Rana ile Kevser Hanım, akşam yemeği için ne yapacaklarını düşünüyorlardı. Kilerdeki yiyecekler azalmış, çarşı pazardan zerzevat bulmak zorlaşmıştı. Trablusgarp ve Balkan Savaşlarından başlamak üzere ciddi bir göçle karşılaşan başkent, Cihan Savaşının ardından bir milyona dayanmış, kaynaklarını harcamış, tükenmiş, iflas etmişti. Türk, Ermeni ve Rum muhacirler dışında Bolşevik İhtilali'nden dolayı kaçan 200 bin civarındaki Rus sığınmacı da bin bir umutla bu tükenmiş şehrin yolunu tutmuşlardı.

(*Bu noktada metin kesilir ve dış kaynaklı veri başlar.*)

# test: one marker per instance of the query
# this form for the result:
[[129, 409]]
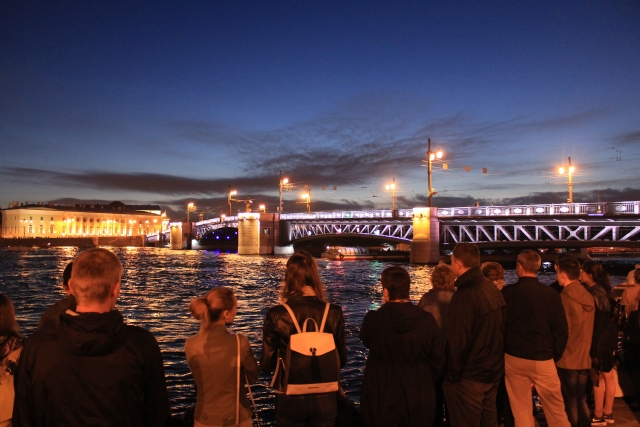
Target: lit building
[[81, 220]]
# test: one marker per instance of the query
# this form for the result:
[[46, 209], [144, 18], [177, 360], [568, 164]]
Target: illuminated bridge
[[564, 225], [570, 225]]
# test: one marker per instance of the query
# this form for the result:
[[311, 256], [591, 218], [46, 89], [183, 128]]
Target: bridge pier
[[257, 233], [425, 245]]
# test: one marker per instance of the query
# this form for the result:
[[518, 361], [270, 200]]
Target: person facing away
[[475, 343], [405, 357], [604, 343], [629, 298], [573, 366], [10, 348], [535, 337], [52, 314], [91, 368], [303, 291], [437, 300], [555, 285], [494, 272], [212, 356]]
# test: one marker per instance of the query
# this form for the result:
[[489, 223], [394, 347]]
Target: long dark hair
[[216, 301], [10, 338], [600, 277], [302, 270]]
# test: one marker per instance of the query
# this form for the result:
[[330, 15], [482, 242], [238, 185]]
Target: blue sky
[[169, 103]]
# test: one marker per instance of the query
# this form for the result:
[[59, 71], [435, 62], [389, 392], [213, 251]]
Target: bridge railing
[[381, 213], [608, 208]]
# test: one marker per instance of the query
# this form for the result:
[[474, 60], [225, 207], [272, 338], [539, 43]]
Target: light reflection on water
[[158, 285]]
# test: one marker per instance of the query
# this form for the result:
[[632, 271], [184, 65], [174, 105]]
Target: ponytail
[[213, 304]]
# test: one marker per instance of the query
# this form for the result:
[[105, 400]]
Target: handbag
[[7, 391], [253, 402]]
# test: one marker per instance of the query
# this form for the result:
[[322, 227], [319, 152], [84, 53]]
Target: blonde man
[[91, 367]]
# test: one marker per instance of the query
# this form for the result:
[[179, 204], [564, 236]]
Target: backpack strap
[[293, 316], [324, 318], [238, 383]]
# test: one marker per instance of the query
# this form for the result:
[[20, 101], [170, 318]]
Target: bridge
[[568, 225]]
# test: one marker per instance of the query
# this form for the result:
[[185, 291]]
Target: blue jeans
[[573, 384], [308, 410]]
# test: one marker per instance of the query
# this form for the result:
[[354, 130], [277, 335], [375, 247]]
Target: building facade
[[81, 220]]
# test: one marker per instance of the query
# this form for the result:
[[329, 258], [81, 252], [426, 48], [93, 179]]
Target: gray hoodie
[[579, 306]]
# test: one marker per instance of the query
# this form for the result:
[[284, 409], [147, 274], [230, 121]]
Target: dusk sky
[[168, 102]]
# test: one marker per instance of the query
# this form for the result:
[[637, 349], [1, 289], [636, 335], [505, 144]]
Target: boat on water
[[22, 248], [348, 253]]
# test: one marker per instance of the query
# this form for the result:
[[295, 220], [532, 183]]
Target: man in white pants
[[536, 335]]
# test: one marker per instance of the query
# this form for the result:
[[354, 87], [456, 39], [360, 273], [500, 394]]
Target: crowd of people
[[472, 352]]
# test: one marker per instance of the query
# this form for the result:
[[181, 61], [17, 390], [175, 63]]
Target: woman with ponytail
[[212, 356], [604, 342]]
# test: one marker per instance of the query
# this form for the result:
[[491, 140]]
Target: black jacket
[[536, 323], [405, 355], [90, 369], [475, 339], [278, 327]]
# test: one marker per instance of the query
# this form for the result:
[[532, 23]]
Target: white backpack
[[312, 363]]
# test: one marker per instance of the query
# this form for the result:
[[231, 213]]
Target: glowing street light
[[570, 169], [284, 185], [229, 199], [190, 208], [392, 187], [307, 197], [431, 156]]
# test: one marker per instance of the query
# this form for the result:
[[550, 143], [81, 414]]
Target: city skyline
[[169, 104]]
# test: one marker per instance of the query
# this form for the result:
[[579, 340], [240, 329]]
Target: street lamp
[[190, 208], [392, 187], [229, 199], [570, 169], [284, 185], [431, 156], [307, 197]]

İnsanların çoğu aç ve sefildi; medreselerde, yıkık harabelerde yatıyor, zır zır ağlayan çocuklarıyla sokaklarda dileniyor, imarethanelerde bir tas çorba içerek hayata tutunmaya çalışıyorlardı. Sokaklardaki sefil göçmenler yetmezmiş gibi, sık sık çıkan yangınlarla sefalet daha da artmış, evsiz barksızların sayısı yüzbinlere dayanmıştı.
"Rana kızz!!.. Geçen yaz kuruttuğumuz biberler duruyor mu?"
"Ne duradzak abla! Bre hepisinipisirip yedik ya!"
"Çıkıp bir şeyler alalım o zaman. Hadi yeldirmeni giy de gidelim."